А у меня их как раз хватает. Сюзан Саммеруорт — солнечная женщина с западного побережья США, одна из тех женщин, которые обвенчаны со своими волосами и ухаживает за ними так же тщательно, как иные — за домашним питомцем или больным супругом. Друг по переписке из нее просто несносный, но я не могу не отвечать ей, после того, как она, во время поездки в Буэнос-Айрес, съездила на кладбище в Чакариту и отыскала для меня маленькую могилку, чтобы возложить на нее цветы. Она жутко радостная и оптимистичная, хочет знать об Исландии все и шлет мне целые полки мелких желтых смайликов (я называю их «смальчики»); вероятно, она и в могиле будет улыбаться. Я не знаю, откуда америкашки берут столько радости, но лучше уж смайлинизм, чем проклятый сталинизм. Мой Боб, вечно прищуренный от американской веселости, смеялся от всего, что бы я ни сказала, и при этом всегда показывал на меня указательным пальцем, словно подчеркивая, что это именно я, а не кто-либо иной, такая смешная и остроумная. Он делал так даже тогда, когда кроме нас на фуникулере никого не было. На фуникулере? Ах да, мы поднимались на Столовую Гору. Почему я так хорошо это помню? Мой Боб — он был чудесен!

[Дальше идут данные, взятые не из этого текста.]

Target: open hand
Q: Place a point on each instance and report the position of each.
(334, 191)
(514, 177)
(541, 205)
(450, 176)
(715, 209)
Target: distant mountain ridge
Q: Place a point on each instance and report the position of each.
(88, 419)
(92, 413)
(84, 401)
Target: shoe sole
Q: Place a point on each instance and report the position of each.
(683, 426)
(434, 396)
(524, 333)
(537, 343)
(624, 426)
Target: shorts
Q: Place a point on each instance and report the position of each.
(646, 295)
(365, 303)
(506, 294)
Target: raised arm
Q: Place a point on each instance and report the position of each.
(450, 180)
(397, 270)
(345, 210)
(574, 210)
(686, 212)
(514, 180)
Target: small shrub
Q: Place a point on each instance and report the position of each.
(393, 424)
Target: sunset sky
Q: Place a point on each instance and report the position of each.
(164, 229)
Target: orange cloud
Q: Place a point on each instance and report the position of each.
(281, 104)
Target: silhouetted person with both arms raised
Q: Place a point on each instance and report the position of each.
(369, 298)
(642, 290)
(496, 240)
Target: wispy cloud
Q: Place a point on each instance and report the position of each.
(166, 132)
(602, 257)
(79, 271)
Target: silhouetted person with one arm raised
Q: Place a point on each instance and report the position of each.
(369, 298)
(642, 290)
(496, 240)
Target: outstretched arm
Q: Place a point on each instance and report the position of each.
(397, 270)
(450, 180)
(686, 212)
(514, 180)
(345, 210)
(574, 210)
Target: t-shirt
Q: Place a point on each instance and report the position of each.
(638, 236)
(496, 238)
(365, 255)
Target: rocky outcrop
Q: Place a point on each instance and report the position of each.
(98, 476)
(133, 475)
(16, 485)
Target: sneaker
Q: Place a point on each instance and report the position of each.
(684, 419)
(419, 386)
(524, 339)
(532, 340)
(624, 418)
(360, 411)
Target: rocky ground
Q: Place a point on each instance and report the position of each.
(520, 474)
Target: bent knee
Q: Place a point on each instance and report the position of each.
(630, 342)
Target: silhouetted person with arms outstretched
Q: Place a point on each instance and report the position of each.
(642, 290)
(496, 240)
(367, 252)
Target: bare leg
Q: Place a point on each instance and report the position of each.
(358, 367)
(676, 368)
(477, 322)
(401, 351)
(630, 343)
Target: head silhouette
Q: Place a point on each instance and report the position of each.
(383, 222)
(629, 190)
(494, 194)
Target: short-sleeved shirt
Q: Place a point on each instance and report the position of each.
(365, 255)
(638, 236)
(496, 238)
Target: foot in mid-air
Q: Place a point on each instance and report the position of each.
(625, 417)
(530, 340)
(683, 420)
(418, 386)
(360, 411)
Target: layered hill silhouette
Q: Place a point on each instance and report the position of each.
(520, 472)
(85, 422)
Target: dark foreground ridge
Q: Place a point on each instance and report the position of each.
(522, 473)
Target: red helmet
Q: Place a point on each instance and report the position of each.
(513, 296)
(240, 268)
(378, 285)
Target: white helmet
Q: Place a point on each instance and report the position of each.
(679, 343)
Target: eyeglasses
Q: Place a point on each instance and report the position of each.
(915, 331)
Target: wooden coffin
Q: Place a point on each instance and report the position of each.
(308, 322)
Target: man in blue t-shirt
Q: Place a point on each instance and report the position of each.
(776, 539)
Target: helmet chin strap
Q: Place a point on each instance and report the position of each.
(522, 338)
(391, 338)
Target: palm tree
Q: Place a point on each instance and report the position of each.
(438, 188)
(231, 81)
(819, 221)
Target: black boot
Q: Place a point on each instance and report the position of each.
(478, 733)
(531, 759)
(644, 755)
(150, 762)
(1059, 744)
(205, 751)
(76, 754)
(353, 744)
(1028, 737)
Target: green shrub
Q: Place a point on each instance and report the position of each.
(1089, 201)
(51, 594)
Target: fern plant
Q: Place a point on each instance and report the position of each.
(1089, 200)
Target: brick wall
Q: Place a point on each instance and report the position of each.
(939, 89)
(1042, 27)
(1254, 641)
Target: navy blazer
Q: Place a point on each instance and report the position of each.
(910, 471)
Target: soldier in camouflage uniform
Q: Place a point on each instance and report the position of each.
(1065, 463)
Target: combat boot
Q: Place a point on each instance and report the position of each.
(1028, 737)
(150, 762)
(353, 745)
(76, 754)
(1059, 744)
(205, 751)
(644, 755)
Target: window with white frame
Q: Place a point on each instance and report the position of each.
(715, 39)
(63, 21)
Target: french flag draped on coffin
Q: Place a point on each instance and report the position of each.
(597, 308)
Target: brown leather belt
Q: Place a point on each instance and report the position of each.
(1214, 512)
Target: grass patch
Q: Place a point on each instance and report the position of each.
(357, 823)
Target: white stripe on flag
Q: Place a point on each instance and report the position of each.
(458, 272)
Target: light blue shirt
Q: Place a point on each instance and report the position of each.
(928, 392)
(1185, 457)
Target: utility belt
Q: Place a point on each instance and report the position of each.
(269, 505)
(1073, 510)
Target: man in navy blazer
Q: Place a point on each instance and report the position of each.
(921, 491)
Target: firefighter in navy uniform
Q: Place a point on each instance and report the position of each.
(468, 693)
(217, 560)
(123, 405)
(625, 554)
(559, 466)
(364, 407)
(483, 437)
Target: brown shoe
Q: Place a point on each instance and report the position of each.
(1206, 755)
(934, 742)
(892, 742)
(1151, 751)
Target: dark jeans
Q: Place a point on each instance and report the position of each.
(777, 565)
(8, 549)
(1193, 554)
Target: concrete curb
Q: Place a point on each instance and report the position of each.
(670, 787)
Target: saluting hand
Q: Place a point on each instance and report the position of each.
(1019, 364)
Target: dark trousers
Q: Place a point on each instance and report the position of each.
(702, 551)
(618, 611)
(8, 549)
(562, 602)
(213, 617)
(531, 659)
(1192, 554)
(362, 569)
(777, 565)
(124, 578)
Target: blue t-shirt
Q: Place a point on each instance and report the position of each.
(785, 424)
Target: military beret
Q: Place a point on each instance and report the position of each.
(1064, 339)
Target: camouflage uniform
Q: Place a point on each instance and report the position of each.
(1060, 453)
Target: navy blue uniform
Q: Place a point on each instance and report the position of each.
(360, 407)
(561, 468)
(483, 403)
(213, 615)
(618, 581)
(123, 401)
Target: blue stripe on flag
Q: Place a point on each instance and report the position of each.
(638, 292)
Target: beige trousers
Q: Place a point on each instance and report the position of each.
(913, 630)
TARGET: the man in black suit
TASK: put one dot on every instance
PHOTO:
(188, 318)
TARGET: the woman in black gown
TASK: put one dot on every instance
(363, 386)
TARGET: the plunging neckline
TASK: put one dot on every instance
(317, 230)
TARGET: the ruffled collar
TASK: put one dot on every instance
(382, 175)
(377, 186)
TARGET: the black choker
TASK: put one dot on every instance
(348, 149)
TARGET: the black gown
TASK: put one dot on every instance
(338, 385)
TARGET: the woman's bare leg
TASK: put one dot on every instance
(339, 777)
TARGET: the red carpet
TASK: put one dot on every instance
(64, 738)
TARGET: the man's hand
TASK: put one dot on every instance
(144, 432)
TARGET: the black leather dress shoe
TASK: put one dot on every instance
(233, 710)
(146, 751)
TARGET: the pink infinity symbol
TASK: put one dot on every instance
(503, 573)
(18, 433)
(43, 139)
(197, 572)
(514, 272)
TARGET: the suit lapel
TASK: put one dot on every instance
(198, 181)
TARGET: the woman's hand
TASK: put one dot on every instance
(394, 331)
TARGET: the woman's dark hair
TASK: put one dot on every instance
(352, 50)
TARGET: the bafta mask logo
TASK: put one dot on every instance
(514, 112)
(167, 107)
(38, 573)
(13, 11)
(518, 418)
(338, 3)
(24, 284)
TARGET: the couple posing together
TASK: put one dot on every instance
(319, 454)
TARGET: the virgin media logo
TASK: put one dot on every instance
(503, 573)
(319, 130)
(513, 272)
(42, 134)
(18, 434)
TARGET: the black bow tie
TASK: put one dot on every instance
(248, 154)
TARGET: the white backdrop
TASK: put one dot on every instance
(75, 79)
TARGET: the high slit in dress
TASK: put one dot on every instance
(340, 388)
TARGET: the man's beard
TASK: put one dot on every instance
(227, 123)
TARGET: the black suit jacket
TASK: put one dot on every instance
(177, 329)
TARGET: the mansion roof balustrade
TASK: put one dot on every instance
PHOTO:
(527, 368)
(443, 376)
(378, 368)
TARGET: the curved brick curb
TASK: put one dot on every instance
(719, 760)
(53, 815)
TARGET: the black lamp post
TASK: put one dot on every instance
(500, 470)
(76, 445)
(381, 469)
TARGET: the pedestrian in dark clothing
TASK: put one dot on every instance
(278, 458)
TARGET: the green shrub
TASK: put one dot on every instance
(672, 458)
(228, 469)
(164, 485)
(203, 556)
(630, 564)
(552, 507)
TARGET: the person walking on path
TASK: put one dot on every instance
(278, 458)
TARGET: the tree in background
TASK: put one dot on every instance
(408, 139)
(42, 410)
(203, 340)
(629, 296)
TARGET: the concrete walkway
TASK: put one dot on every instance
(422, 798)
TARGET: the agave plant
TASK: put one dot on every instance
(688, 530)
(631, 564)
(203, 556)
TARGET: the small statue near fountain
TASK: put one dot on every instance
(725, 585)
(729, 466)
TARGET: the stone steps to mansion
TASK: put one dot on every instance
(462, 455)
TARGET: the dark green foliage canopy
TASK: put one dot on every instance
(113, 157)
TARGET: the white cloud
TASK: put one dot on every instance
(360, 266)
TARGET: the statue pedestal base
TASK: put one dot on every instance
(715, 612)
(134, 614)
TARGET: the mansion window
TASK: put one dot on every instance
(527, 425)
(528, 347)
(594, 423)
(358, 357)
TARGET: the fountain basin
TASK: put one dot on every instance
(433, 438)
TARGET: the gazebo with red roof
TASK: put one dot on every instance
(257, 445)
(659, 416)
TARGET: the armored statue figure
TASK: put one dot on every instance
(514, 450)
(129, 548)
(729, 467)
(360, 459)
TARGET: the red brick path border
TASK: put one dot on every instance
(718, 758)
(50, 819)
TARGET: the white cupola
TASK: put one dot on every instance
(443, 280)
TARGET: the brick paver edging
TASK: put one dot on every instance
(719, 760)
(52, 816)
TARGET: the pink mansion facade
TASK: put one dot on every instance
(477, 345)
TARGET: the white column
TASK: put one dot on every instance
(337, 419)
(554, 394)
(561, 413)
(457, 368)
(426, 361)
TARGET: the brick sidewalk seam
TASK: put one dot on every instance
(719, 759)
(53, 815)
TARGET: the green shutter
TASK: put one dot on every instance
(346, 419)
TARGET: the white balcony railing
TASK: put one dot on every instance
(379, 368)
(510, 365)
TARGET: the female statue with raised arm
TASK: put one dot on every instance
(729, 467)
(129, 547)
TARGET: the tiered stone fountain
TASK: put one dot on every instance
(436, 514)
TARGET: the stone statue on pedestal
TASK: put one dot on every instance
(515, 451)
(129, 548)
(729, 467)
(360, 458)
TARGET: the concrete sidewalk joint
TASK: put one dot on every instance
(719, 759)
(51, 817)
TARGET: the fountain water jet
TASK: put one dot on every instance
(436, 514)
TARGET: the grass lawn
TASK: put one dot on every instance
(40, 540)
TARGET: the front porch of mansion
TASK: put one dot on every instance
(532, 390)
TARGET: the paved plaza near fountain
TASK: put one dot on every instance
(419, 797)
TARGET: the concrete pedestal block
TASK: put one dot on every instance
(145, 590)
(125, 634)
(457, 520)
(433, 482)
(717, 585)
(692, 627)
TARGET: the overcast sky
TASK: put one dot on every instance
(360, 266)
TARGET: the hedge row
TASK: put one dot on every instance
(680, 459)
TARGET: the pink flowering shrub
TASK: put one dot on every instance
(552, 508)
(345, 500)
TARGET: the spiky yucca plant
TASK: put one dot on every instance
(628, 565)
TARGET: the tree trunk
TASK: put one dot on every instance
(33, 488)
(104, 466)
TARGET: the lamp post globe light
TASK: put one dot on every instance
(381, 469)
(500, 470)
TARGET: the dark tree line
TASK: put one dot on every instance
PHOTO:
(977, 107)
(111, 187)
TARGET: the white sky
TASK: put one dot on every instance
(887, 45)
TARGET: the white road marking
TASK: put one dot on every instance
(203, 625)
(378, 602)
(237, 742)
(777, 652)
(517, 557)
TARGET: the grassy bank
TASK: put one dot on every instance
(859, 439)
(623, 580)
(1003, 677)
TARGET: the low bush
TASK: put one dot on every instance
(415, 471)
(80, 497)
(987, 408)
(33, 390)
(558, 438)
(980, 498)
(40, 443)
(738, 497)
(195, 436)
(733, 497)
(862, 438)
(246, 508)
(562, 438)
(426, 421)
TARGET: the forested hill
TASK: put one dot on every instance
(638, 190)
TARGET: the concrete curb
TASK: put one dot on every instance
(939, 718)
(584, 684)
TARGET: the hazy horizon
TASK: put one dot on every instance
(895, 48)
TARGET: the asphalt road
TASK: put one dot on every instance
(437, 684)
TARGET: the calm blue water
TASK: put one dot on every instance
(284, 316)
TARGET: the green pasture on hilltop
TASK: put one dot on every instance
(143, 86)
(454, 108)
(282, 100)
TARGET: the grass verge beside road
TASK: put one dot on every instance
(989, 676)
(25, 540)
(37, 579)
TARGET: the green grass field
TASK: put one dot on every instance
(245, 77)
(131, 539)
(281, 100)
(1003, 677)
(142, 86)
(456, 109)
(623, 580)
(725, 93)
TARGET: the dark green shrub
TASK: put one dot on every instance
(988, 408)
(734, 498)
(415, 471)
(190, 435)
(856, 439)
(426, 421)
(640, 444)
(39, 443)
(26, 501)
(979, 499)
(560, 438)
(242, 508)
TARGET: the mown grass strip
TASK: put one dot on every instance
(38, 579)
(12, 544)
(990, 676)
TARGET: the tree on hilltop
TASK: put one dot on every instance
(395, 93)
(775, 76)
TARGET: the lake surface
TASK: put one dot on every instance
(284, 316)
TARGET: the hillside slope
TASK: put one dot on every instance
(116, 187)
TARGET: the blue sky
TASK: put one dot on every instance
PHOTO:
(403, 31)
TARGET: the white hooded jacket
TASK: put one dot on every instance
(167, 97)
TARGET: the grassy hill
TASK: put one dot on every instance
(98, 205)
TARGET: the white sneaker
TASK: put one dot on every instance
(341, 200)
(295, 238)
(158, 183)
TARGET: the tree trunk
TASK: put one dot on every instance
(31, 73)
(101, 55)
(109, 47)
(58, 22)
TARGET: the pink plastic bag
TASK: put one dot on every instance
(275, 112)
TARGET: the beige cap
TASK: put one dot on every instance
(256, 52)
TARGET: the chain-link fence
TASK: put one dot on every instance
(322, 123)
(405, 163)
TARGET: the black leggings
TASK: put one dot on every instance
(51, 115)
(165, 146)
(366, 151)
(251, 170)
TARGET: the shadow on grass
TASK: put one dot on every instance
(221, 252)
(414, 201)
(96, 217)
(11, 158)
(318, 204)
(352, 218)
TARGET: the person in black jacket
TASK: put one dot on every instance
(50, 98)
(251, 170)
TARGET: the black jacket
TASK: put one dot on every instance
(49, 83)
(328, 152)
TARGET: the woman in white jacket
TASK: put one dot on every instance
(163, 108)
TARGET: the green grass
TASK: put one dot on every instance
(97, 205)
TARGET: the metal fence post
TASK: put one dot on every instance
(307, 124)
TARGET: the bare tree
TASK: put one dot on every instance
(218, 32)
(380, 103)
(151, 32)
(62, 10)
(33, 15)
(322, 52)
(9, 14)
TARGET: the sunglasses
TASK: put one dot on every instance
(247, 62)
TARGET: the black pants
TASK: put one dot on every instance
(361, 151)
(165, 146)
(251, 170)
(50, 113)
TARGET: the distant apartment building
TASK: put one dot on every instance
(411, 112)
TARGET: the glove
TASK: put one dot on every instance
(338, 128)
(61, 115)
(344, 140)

Сейчас у нас есть Интернет, и я могу его поискать. Роберт МакИнтайр. На «Фейсбуке» его нет, а вот Yahoo!, родимое, выдало шесть тысяч ответов. Правда, они почти все посвящены его полному тезке, шотландскому мотогонщику двадцать восьмого года рождения, но кое-что отсюда можно выудить. Мой Боб основал киноконцерн где-то около 1970-го, потом издал книгу «On the B-Side of Life — My Years in Beijing, Brussels, Berlin, & Buenos Aires»[215]. Но ведь такого быть не может, чтоб в ней на какой-нибудь странице было написано обо мне? Тут один человек нашел эту книгу в дебрях «Амазона» и прочел. Оценил ее в одну звездочку. Я так и вижу, как морщинистый Боб радуется этому: он все принимал с чистейшим восторгом, даже то, что я вызвала для него такси. Неплохо было бы послать ему пару строк, если, конечно, он еще помнит Icelady. Скорее всего, помнит, ведь мы были вместе каждый день в течение девяти месяцев.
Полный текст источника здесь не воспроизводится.